Les parties ont été régulièrement averties du jour de l'audience.

Ont été entendus au cours de l'audience publique :

- le rapport de Mme Portes,

- et les conclusions de Mme Belle, rapporteur public.

Considérant ce qui suit :

1. M. et Mme B ont fait l'objet d'un examen de leur situation fiscale personnelle au titre des années 2015 et 2016. A l'issue des opérations de contrôle, le service a, d'une part, réintégré dans le montant imposable de M. B au titre de l'année 2016, la somme de 38 967 euros correspondant à la fraction non déductible de la contribution sociale généralisée (CSG) et de la contribution pour le remboursement de la dette sociale (CRDS) et, d'autre part, imposé un montant de 230 000 euros sur le fondement des dispositions de l'article 1649 A du code général des impôts.

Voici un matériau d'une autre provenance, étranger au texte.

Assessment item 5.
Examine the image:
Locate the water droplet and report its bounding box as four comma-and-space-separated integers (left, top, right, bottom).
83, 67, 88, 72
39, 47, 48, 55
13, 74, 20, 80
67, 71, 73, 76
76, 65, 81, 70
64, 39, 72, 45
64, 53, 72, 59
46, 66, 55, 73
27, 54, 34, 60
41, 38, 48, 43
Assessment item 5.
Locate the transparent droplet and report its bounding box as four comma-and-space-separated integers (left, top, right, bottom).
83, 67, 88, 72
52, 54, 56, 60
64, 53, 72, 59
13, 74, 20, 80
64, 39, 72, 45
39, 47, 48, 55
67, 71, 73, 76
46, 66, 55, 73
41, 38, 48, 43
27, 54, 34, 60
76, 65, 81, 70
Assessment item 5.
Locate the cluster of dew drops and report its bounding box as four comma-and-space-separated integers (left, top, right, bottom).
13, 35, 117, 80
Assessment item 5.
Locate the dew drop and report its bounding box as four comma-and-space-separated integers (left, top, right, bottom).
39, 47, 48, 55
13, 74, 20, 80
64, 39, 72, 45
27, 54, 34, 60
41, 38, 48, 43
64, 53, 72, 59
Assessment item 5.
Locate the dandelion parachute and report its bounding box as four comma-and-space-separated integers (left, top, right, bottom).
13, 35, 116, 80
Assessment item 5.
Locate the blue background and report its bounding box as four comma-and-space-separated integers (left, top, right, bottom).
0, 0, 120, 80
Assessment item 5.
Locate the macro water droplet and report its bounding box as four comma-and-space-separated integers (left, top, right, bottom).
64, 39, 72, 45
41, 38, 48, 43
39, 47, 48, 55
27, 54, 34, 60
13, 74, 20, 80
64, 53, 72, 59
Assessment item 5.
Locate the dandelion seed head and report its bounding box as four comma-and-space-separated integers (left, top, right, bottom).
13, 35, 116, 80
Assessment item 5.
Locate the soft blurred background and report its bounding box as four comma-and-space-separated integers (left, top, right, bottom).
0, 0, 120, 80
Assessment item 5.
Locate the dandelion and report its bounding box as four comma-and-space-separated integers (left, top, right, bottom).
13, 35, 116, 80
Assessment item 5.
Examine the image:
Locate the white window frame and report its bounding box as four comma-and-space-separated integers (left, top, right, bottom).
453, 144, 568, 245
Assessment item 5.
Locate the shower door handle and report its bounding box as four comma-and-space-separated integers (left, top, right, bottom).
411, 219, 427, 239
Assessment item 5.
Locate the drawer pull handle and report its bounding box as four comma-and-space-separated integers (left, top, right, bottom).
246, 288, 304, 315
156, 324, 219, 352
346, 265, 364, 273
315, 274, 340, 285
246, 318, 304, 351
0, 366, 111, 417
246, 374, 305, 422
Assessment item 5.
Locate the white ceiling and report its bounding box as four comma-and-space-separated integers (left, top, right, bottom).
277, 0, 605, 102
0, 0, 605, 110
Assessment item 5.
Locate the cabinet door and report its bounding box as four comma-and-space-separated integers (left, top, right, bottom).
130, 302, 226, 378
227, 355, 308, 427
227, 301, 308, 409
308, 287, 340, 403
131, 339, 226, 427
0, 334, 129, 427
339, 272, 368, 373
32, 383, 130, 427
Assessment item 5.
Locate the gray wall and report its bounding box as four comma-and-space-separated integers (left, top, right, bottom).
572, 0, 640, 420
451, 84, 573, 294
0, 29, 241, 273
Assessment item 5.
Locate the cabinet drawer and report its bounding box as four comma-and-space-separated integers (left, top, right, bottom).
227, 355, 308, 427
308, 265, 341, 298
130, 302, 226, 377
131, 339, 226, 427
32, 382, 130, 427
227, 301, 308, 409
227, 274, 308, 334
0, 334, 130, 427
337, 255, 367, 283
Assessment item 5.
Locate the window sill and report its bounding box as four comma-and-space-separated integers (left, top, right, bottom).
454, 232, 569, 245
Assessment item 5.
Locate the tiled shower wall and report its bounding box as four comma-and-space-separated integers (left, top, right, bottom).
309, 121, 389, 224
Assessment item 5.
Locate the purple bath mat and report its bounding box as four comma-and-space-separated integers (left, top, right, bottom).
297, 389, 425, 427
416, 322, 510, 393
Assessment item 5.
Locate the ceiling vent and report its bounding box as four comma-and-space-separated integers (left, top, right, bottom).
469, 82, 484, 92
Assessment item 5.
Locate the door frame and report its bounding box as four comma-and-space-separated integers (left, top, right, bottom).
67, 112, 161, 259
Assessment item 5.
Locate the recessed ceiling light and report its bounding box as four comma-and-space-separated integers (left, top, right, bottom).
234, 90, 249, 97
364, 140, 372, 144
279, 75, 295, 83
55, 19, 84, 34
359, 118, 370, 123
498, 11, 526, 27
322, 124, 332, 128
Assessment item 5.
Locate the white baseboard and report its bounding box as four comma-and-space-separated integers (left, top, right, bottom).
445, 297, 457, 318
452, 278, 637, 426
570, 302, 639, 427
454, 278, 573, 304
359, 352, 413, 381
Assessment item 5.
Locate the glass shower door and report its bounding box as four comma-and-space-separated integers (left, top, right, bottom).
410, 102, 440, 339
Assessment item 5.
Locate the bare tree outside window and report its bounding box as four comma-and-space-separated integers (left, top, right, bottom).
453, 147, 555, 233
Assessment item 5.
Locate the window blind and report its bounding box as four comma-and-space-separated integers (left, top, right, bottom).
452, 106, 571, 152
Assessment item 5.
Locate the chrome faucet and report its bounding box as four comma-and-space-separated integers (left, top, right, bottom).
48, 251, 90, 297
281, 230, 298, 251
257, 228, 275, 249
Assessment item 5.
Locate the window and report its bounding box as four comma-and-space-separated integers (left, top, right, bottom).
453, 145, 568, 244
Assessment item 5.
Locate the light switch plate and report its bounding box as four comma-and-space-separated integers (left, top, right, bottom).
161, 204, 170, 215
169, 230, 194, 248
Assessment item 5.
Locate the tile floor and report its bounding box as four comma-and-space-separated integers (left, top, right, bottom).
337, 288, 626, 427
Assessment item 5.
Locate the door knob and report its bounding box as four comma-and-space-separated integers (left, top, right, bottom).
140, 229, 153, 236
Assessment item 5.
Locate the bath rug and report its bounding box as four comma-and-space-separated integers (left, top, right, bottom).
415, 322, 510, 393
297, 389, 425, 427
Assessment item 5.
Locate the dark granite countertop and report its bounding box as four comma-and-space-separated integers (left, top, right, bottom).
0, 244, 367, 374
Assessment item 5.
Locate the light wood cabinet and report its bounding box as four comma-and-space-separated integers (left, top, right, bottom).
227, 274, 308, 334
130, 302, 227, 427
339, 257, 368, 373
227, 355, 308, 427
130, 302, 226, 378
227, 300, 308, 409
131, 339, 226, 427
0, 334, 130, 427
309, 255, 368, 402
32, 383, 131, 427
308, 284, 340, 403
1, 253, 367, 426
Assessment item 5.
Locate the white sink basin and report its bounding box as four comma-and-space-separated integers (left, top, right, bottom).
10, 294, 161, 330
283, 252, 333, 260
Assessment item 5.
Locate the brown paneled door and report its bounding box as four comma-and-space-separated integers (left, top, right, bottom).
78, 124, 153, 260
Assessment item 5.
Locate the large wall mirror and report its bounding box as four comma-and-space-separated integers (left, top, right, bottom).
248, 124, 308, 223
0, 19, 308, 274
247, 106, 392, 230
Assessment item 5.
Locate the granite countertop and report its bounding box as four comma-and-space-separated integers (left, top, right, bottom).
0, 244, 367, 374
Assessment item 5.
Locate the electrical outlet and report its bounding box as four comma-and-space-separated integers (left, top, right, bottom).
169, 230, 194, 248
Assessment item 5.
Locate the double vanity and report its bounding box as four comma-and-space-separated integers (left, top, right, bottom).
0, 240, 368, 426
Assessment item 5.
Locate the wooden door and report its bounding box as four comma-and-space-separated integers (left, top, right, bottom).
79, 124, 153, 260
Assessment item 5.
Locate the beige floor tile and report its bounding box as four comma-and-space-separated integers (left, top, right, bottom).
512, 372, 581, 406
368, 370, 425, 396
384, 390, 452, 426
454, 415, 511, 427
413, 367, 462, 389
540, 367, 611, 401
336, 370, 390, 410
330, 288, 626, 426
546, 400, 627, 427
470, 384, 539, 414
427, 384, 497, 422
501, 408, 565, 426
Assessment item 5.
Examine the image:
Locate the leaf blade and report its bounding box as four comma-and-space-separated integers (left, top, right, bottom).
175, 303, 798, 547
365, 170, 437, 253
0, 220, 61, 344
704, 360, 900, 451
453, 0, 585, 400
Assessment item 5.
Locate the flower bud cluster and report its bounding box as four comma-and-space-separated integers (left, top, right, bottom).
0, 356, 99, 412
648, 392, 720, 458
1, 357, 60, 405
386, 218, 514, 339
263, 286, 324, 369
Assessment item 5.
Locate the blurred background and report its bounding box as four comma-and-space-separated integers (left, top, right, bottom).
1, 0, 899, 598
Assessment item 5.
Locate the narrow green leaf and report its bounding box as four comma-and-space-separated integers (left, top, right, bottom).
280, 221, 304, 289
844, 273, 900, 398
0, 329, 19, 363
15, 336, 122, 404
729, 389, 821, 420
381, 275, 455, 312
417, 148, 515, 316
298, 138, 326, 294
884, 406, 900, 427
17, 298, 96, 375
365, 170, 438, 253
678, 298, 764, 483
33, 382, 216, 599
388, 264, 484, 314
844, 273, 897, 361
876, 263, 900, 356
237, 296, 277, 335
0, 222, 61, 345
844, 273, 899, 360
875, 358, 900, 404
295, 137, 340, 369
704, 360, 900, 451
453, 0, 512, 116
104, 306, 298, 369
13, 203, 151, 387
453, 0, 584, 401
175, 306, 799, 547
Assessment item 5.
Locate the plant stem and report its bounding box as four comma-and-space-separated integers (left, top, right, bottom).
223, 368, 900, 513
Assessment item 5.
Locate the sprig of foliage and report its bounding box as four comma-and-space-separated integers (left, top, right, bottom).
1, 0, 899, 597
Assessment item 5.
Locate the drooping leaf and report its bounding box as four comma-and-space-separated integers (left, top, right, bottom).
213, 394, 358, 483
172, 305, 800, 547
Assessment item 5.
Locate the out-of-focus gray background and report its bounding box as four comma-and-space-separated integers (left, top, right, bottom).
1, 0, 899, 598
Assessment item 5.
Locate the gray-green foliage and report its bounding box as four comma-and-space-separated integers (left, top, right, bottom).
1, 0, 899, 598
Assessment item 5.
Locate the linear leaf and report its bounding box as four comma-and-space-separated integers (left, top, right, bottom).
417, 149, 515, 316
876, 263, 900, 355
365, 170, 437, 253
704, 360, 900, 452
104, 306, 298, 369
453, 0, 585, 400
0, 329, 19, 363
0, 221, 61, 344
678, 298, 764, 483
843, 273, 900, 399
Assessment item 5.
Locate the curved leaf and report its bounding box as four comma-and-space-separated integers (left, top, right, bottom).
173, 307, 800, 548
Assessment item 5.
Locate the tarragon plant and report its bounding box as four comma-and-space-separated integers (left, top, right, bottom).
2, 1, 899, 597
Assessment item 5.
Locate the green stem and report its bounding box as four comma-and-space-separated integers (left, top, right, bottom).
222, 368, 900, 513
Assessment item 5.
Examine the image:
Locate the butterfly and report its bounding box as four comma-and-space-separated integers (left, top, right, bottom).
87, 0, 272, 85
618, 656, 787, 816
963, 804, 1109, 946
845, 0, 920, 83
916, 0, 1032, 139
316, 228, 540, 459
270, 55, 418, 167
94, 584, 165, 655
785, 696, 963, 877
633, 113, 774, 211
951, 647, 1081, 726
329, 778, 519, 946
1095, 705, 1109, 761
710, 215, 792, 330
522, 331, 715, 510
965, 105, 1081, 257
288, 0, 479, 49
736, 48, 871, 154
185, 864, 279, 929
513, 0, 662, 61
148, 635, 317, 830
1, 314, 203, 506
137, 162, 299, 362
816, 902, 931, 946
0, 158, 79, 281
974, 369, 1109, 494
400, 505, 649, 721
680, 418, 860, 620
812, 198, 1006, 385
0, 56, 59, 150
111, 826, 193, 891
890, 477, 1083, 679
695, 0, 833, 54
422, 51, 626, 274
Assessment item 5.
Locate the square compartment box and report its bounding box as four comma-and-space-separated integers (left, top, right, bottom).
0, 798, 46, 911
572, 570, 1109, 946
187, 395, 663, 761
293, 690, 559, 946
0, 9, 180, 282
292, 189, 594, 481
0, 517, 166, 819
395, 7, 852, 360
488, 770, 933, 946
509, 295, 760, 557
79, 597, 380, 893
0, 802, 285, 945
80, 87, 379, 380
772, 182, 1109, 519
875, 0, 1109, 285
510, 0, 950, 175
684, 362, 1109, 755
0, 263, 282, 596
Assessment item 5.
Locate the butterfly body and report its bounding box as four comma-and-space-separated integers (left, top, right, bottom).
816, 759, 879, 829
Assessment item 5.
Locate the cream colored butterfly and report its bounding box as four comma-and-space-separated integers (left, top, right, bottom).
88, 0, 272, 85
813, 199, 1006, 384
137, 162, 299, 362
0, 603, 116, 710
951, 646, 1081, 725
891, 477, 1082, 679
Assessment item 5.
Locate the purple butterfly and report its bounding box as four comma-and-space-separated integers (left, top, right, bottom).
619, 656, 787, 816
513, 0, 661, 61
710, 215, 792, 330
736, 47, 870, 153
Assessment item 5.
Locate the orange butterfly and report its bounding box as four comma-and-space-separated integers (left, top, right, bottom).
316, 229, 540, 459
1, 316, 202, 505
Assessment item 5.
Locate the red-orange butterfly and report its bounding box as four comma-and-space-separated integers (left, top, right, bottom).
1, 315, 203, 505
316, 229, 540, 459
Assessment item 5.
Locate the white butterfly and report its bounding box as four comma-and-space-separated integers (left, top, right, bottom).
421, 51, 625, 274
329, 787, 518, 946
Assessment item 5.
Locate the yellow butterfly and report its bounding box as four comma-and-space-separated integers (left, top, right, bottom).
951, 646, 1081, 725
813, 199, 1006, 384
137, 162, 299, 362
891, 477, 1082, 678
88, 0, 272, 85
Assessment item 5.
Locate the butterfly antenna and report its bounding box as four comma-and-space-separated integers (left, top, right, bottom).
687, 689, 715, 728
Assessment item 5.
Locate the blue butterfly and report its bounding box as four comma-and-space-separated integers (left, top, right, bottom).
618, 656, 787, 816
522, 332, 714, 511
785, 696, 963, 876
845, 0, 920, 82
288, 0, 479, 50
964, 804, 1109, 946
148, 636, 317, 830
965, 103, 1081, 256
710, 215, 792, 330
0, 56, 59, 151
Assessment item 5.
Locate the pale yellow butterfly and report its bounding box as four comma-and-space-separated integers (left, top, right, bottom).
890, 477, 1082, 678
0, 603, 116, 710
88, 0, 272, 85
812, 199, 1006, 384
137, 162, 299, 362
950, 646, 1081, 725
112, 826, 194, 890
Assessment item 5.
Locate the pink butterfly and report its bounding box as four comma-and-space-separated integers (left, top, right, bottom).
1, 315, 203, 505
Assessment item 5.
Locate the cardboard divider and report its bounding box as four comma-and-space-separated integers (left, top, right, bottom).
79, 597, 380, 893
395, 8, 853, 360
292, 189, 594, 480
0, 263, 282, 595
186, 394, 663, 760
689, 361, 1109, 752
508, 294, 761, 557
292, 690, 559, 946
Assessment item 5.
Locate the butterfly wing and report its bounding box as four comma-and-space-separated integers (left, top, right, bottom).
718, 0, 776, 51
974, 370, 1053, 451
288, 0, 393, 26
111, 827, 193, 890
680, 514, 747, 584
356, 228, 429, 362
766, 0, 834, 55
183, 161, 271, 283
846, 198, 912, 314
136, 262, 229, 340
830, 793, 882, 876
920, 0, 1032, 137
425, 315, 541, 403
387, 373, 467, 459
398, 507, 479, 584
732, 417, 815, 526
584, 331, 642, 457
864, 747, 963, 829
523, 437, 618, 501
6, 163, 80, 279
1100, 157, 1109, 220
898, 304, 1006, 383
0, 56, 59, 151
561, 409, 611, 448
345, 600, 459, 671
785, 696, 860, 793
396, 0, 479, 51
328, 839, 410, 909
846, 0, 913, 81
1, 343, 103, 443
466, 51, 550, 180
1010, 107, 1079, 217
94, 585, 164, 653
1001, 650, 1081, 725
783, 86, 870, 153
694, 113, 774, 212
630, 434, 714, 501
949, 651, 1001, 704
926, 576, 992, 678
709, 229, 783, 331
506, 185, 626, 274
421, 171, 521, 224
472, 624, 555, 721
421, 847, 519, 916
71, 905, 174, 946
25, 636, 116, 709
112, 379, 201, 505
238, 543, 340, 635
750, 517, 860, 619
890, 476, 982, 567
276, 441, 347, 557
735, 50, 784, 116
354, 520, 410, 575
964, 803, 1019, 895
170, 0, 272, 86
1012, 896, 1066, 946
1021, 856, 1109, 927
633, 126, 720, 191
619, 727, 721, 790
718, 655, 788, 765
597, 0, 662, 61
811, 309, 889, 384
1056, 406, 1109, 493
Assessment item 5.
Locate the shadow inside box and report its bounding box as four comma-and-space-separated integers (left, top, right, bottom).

A la suite de leur recours hiérarchiques, le service a maintenu les seules cotisations supplémentaires liées à la réintégration des contributions sociales. Leur réclamation préalable ayant été rejetée le 12 juillet 2021, M. et Mme B demandent au tribunal de prononcer la décharge des suppléments d'impôts laissés à leur charge.

2. En premier lieu, aux termes des dispositions de l'article L. 57 du livre des procédures fiscales : " L'administration adresse au contribuable une proposition de rectification qui doit être motivée de manière à lui permettre de formuler ses observations ou de faire connaître son acceptation ". Aux termes de l'article L. 169 du même livre, le droit de reprise de l'administration des impôts s'exerce, pour l'impôt sur le revenu, jusqu'à la fin de la troisième année qui suit celle au titre de laquelle l'imposition est due. Aux termes de l'article L. 189 du même livre : " La prescription est interrompue par la notification d'une proposition de redressement () ".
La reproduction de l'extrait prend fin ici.